Add processed/exported Span metrics. #184

carlosalberto · 2023-07-10T15:21:05Z

Initial stab at adding metrics for processed/exported/dropped Spans. Made this metrics Span-specific, instead of specifying the signal type (metrics, logs), as not all signals may have the same semantics.

Any feedback will be greatly appreciated - although I'm specially interested in:

dropped label - I think we could massage it to make it a common one, maybe spans.dropped? @jsuereth may have an opinion here.
exporter.type and processor.type - is there any value in sharing this as well? Maybe otel.component?

Fixes part of #83

reyang · 2023-07-10T15:28:53Z

docs/otel/export-metrics.md

+<!-- semconv metric.otel.exporter.spans(full) -->
+| Attribute  | Type | Description  | Examples  | Requirement Level |
+|---|---|---|---|---|
+| `exporter.dropped` | boolean | Whether the Span was dropped or not. [1] |  | Required |


There are 3 states from the exporter's view:

delivered (the exporter has received the confirmation from the ingestion)

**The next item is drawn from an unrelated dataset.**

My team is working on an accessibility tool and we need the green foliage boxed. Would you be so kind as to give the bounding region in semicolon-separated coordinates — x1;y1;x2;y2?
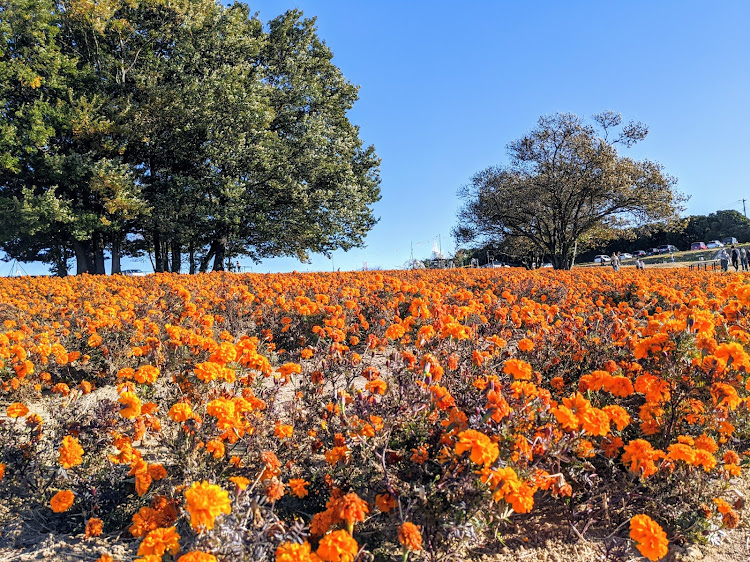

dropped (the exporter decided to drop the data knowing that the ingestion didn't accept it)

unknown (the exporter has sent the data, but it has no idea whether the data is accepted or not by the ingestion)

Oh, good one, yes. So I guess my initial approached took for granted this:

dropped=false: Delivered, with confirmation from the ingestion step.

dropped=true: Either consecutive attempts were exhausted OR it's not confirmed ingestion was successful (including error on the server side).

Think it would make sense to have 3 values instead of two here (as suggested by your comment)?

(On a related note: I will follow up this PR, once it's merged, but some additional metrics, such as retries count at the export level, etc)

jsuereth

I do think processor.dropped and exporter.dropped are quite generic in name.

Are we trying to generalize a pipeline semantic where we can generically track items through a pipleine (like an ESB, something like Apache Camel, etc). or are these meant to be OTEL specific?
Will these be the same between the OTEL Collector and the SDK? IF not, I think you may want a prefix denoting that.

jsuereth · 2023-07-10T16:25:54Z

docs/otel/export-metrics.md

+<!-- semconv metric.otel.processor.spans(full) -->
+| Attribute  | Type | Description  | Examples  | Requirement Level |
+|---|---|---|---|---|
+| `processor.dropped` | boolean | Whether the Span was dropped or not. [1] |  | Required |


This does not included un-sampled spans, right?

Right, this doesn't include un-sampled Spans. Will clarify that in a comment.

for reference: https://github.com/jaegertracing/jaeger-client-go/blob/8d8e8fcfd04de42b8482476abac6a902fca47c18/metrics.go#L22-L106

jsuereth · 2023-07-10T16:26:58Z

docs/otel/export-metrics.md

+<!-- semconv metric.otel.exporter.spans(full) -->
+| Attribute  | Type | Description  | Examples  | Requirement Level |
+|---|---|---|---|---|
+| `exporter.dropped` | boolean | Whether the Span was dropped or not. [1] |  | Required |


I'm trying to understand how to use this counter and what "dropped' actually means.

Does dropped mean you never tried to export, or that you did try and gave up?

Oh yes. It means that either the spans were dropped for an irrecoverable error (e.g. 4xx), or the max retries count has been reached. You are looking into this clarification or are thinking about some other scenarios as well? (Clarify this as well in this PR in a bit)

carlosalberto · 2023-07-11T14:27:58Z

Hey @jsuereth thanks for the questions.

or are these meant to be OTEL specific?

I'd personally go with these for now. It feels to me that defining semantic conventions that cover general values outside of OTel would require a lot of conversations previously.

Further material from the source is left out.